Latent Mechanism Design: Spectral Approximation of Optimal Mechanisms
Abstract
We apply the Latent spectral framework to mechanism design, framing bilateral-trade tensions through a spectral parameter \(\rho\) (Latent Number) of the type distribution. The VCG mechanism achieves full efficiency but runs a budget deficit; Myerson and Satterthwaite (1983) proved that no mechanism simultaneously achieves efficiency, incentive compatibility, individual rationality, and budget balance. Machine-checked lemmas include stepwise geometric decay of a formal approximation error under a multiplicative recurrence (Theorem 5), explicit \(\rho=2\) error normalizations (Theorem 6), and a gap comparison across coupled \((r,\Delta)\) scalings (Theorem 7).

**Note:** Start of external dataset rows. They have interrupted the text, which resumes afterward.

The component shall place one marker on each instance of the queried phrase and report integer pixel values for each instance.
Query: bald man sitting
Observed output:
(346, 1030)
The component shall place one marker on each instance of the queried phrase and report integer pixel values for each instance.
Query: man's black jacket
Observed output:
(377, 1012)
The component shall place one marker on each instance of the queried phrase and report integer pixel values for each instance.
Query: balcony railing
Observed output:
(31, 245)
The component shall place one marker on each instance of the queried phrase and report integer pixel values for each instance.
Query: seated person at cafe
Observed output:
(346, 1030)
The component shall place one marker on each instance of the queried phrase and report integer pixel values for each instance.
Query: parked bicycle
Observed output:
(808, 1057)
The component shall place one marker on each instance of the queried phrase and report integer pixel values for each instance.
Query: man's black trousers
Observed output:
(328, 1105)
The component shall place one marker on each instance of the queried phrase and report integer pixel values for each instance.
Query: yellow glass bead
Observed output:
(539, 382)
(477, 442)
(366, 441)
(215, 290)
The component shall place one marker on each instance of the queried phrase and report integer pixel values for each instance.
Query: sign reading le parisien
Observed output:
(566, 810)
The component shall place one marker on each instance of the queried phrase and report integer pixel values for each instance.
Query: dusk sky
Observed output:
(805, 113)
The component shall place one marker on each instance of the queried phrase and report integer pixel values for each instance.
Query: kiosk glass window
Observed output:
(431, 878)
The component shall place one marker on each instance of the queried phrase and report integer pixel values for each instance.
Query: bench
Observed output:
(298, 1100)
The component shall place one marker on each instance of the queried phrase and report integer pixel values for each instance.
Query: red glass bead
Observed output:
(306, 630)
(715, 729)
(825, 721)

For \(\rho = 2\), Theorem 6 gives five-component approximation error \(\varepsilon_5 = C/32\); the verified numerics use spectral error \(\varepsilon = 1/8\) and the uniform bilateral-trade gap calibration \(1/4\), yielding efficiency \(\geq 7/8\) (87.5%) and a deficit bound \(1/32 \approx 3.1\%\) of full surplus scale, with strictly lower deficit than a VCG benchmark under the hypotheses of latent_beats_vcg_deficit. 16 theorems, machine-verified in Lean 4 (0 user axioms in the companion file).
Novelty
Organizing the Myerson-Satterthwaite efficiency-deficit tradeoff through a spectral parameter (Latent Number) of the type distribution, with machine-checked scalar surrogate lemmas.